Why is so much of the American church finding homosexuality and homosexual marriage acceptable when sins  such as ethnic prejudice, economic exploitation or violence against women are not tolerated? Can it be anything but conforming to the world of our day, contrary to what Romans 12:1-2 call us to?  Would the church really have come to the conclusion that this is God's plan for humanity...or a portion of humanity...were it not for the social, legal and political pressure being brought to embrace homosexuality as normal, natural, God-given and something to "take pride" in?  

Let's wrap this up today addressing just one of those cultural arguments being used against followers of Jesus who still hold to one-man/one-woman biblical marriage.

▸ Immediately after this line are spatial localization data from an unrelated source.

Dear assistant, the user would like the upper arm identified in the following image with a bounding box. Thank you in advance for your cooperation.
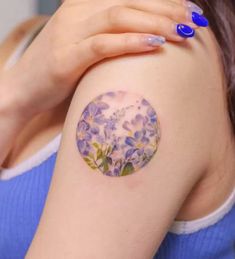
[26,28,223,259]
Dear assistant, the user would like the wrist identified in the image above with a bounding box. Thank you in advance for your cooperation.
[0,68,36,123]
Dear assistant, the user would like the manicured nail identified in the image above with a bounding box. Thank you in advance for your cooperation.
[191,12,209,27]
[145,35,166,47]
[185,1,203,15]
[176,24,195,38]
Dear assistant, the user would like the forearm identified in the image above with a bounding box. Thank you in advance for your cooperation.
[0,72,32,166]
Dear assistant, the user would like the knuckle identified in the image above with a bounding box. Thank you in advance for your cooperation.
[90,36,108,57]
[107,5,124,26]
[156,15,171,29]
[118,0,127,5]
[167,3,187,21]
[50,50,61,73]
[172,6,187,20]
[122,0,134,6]
[49,49,68,82]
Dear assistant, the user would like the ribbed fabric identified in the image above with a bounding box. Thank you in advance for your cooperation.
[0,151,234,259]
[0,153,57,259]
[154,206,235,259]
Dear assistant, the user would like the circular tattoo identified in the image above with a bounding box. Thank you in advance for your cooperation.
[76,91,161,177]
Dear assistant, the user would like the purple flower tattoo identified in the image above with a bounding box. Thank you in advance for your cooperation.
[76,91,161,176]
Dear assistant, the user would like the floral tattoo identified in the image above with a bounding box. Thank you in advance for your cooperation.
[76,91,161,177]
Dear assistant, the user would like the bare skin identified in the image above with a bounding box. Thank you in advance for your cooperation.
[1,20,235,223]
[0,2,235,256]
[1,0,197,168]
[0,16,68,169]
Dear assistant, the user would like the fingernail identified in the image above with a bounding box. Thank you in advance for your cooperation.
[176,24,195,38]
[191,12,209,27]
[145,35,166,47]
[185,1,203,15]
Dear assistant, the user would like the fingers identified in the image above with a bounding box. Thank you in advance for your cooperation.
[83,0,208,42]
[170,0,186,5]
[72,33,166,71]
[85,6,187,42]
[122,0,192,27]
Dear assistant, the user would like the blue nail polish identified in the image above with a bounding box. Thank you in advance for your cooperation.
[192,12,209,27]
[176,24,195,38]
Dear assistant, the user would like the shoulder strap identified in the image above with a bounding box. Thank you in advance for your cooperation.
[0,16,49,70]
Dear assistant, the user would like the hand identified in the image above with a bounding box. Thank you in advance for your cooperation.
[1,0,205,120]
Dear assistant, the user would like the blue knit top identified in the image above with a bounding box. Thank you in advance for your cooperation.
[0,133,234,259]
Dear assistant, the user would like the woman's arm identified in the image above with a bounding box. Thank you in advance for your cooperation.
[26,26,222,258]
[0,75,33,166]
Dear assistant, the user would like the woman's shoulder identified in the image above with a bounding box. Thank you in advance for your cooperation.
[23,25,234,258]
[70,26,235,221]
[86,27,223,105]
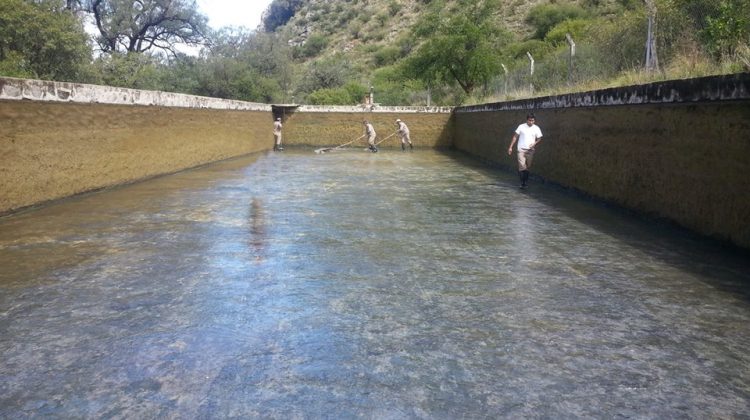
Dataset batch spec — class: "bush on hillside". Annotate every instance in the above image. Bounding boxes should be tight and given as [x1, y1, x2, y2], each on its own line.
[526, 3, 589, 39]
[294, 34, 329, 58]
[307, 81, 368, 105]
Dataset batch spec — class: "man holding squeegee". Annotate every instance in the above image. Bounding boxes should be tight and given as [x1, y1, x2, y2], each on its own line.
[363, 120, 378, 153]
[395, 118, 413, 151]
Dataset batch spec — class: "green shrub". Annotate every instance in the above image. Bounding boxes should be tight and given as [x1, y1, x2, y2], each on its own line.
[308, 81, 368, 105]
[526, 4, 589, 39]
[545, 18, 592, 45]
[350, 21, 363, 39]
[298, 34, 329, 58]
[376, 12, 389, 26]
[389, 1, 402, 16]
[373, 45, 402, 66]
[588, 12, 647, 73]
[506, 39, 554, 60]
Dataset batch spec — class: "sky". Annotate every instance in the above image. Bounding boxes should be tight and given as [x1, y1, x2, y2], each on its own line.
[196, 0, 275, 30]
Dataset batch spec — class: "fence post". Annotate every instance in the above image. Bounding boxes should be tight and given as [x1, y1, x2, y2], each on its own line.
[566, 33, 576, 84]
[644, 0, 659, 72]
[526, 51, 535, 94]
[501, 63, 508, 97]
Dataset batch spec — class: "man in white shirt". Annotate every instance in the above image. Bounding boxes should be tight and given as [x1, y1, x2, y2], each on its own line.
[273, 117, 283, 151]
[507, 113, 543, 189]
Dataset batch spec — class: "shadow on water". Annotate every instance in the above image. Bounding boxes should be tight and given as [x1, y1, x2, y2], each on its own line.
[443, 149, 750, 302]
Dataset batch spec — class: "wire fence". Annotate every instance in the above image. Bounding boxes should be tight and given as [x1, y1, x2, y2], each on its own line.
[482, 0, 750, 101]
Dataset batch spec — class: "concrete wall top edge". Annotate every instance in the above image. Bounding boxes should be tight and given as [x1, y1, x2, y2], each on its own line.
[0, 76, 272, 111]
[291, 104, 453, 113]
[0, 76, 452, 113]
[454, 72, 750, 113]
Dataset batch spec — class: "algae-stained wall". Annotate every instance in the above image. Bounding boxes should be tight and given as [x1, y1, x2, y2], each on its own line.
[0, 100, 270, 215]
[0, 78, 452, 215]
[453, 74, 750, 249]
[3, 74, 748, 250]
[277, 106, 453, 149]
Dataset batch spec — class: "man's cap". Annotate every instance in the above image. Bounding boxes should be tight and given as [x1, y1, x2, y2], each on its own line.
[275, 117, 281, 120]
[396, 119, 401, 122]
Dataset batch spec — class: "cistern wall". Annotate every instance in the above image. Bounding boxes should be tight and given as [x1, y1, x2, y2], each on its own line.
[452, 74, 750, 248]
[0, 77, 271, 215]
[2, 74, 748, 249]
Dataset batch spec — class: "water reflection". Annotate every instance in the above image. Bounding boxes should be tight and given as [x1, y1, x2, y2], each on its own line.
[248, 197, 267, 265]
[0, 150, 749, 418]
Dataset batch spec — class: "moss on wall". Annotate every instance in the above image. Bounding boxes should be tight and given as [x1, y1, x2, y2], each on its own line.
[279, 111, 453, 149]
[0, 100, 270, 214]
[453, 102, 750, 248]
[2, 73, 747, 250]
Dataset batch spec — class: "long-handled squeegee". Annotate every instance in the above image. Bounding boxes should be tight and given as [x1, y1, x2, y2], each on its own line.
[315, 135, 365, 154]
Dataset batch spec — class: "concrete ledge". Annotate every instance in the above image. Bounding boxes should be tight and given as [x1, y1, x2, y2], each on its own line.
[0, 76, 271, 111]
[291, 104, 453, 113]
[455, 73, 750, 113]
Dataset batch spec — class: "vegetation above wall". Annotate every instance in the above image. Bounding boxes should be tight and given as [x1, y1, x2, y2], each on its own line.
[0, 0, 748, 106]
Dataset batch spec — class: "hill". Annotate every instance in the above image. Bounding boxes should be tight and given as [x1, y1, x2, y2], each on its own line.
[259, 0, 749, 106]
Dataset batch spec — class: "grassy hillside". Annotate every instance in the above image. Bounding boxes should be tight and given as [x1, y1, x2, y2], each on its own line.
[262, 0, 749, 106]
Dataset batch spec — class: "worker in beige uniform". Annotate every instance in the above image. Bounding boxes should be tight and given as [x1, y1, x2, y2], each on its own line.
[363, 120, 377, 153]
[273, 117, 283, 151]
[395, 119, 413, 151]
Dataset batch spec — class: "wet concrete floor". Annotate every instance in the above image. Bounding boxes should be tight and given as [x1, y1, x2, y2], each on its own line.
[1, 149, 749, 418]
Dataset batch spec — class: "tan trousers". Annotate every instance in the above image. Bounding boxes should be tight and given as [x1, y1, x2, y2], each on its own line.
[517, 149, 535, 171]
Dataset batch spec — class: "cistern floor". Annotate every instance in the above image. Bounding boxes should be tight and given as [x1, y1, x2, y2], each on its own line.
[1, 149, 749, 418]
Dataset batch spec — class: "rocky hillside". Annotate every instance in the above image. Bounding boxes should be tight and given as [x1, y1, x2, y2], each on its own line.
[258, 0, 745, 105]
[264, 0, 544, 67]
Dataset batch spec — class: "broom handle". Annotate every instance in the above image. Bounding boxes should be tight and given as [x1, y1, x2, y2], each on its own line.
[375, 131, 398, 146]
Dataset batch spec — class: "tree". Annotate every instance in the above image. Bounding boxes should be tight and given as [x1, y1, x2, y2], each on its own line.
[200, 28, 292, 102]
[402, 0, 512, 95]
[0, 0, 91, 80]
[701, 0, 750, 58]
[87, 0, 208, 56]
[88, 51, 162, 89]
[298, 54, 352, 93]
[193, 55, 281, 103]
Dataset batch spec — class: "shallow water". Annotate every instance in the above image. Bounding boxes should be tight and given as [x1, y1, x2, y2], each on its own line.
[1, 149, 749, 418]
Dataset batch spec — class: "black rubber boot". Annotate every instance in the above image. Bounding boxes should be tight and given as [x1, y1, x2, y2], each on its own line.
[402, 143, 406, 151]
[409, 143, 413, 150]
[521, 170, 529, 188]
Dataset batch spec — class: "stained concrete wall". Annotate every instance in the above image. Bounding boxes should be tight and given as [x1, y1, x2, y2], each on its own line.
[0, 78, 454, 215]
[274, 105, 454, 149]
[453, 73, 750, 249]
[1, 77, 272, 215]
[3, 74, 748, 249]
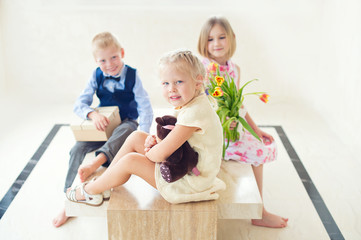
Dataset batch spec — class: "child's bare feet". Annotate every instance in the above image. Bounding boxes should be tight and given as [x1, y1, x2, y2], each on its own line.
[52, 209, 70, 228]
[251, 210, 288, 228]
[78, 154, 107, 182]
[78, 164, 97, 182]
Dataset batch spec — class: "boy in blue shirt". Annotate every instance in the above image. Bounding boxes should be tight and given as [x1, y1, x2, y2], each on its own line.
[53, 32, 153, 227]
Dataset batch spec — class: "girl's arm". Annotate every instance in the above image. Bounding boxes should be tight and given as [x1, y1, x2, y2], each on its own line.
[145, 125, 199, 162]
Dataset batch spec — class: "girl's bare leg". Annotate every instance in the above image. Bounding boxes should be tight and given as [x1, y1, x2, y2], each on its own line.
[86, 152, 156, 194]
[251, 164, 288, 228]
[69, 152, 156, 200]
[107, 131, 149, 168]
[77, 131, 149, 182]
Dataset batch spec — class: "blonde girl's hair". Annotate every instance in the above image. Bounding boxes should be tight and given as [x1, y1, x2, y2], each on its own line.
[92, 32, 122, 57]
[159, 49, 206, 85]
[197, 16, 236, 60]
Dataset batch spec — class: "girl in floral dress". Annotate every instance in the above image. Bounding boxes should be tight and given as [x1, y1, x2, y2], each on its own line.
[198, 16, 288, 228]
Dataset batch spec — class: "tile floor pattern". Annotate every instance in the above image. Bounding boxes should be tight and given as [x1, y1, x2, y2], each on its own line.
[0, 99, 360, 239]
[0, 125, 338, 240]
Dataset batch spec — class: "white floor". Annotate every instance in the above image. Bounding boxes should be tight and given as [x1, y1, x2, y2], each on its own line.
[0, 94, 360, 240]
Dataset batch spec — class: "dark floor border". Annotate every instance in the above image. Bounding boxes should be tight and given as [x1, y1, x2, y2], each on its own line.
[269, 125, 344, 240]
[0, 124, 345, 240]
[0, 124, 68, 219]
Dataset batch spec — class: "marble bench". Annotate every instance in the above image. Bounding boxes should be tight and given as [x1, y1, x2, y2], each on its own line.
[65, 152, 262, 240]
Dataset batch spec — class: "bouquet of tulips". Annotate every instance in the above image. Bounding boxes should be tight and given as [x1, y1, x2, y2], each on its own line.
[206, 62, 269, 158]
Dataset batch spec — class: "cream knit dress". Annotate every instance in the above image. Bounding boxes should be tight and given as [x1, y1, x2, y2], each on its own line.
[155, 94, 226, 204]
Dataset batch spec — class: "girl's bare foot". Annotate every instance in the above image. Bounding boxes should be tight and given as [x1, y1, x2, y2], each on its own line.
[52, 209, 70, 228]
[78, 164, 97, 182]
[251, 210, 288, 228]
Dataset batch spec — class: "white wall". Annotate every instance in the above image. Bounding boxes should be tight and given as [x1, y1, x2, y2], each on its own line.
[0, 0, 5, 95]
[316, 0, 361, 147]
[0, 0, 360, 147]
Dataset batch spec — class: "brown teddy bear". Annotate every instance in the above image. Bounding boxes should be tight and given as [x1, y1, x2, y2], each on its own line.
[156, 115, 200, 183]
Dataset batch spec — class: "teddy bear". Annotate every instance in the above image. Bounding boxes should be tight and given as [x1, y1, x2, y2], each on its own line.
[155, 115, 200, 183]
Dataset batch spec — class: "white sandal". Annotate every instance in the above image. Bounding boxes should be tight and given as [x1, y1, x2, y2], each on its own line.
[90, 177, 111, 200]
[102, 189, 111, 200]
[66, 182, 103, 206]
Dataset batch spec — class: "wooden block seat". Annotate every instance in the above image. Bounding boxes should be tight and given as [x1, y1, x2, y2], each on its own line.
[217, 160, 263, 219]
[65, 153, 263, 239]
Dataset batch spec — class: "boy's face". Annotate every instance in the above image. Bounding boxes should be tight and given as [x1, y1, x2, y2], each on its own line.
[94, 45, 124, 76]
[160, 64, 201, 108]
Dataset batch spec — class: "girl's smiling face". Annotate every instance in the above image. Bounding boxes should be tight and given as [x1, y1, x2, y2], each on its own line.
[94, 45, 124, 76]
[160, 64, 202, 108]
[207, 23, 230, 64]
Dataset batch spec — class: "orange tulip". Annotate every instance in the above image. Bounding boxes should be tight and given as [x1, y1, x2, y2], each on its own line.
[259, 93, 269, 103]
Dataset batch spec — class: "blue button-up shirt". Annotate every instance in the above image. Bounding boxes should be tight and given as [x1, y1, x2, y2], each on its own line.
[73, 64, 153, 133]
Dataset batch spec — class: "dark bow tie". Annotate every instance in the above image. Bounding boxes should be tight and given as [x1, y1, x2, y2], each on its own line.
[105, 76, 121, 81]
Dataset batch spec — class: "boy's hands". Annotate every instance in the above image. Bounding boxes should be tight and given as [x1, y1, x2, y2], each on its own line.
[88, 111, 110, 131]
[144, 135, 157, 152]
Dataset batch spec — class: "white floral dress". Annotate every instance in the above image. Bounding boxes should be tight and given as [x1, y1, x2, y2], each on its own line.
[202, 58, 277, 166]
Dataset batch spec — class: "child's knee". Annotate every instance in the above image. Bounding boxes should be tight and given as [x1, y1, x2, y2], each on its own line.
[129, 130, 148, 140]
[118, 152, 138, 167]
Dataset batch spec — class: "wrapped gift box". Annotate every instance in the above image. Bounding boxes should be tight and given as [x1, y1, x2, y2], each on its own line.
[71, 106, 121, 141]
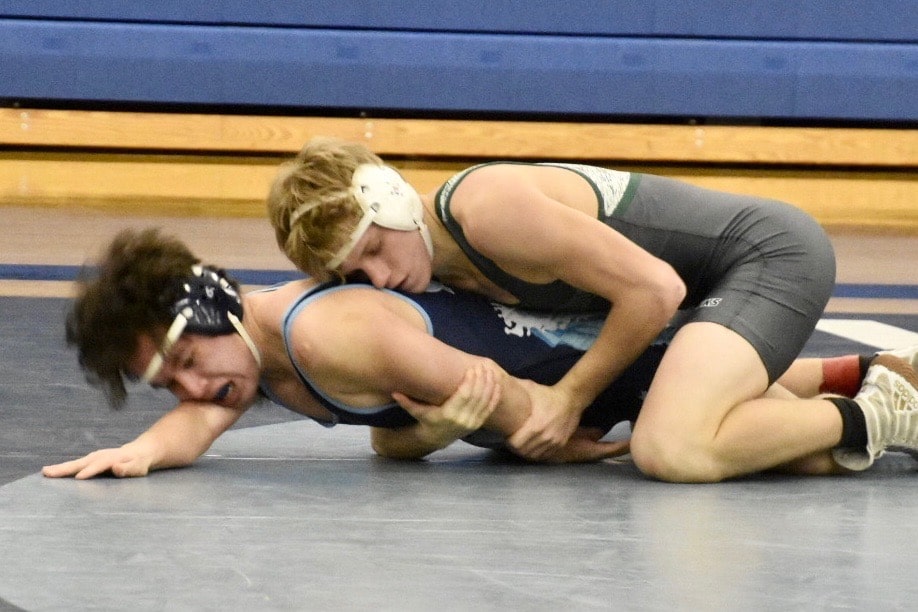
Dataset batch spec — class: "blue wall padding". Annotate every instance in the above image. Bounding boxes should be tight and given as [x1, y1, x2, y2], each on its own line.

Criticism:  The God I worship is a Loving God!

ANSWER:

  • The love of God doesn’t swallow all the other attributes.
  • The simplicity of God.
  • 2:19ff—Thyatira faulted for tolerating false teaching and immoral behavior (Jezebel)
  • This kind of understanding of God makes his love into tolerance of that which his nature cannot tolerate—sin.
  • What is your definition of love…particularly when it comes to violating the character and revealed will of God?

Communion:

  • We are ALL sinners, no better nor worse than each other.
  • Christ died to save us from all sin, including any form of sexual sin.
  • Embracing his salvation and lordship requires that we agree with God about our sin, repent of it, and seek the power of Christ to walk in holiness and righteousness as defined by God.
  • When we "take Christ" in this symbolic manner, we are taking all of Him...and all that He said about marriage and sexuality as well as all other matters, issues and sins in life.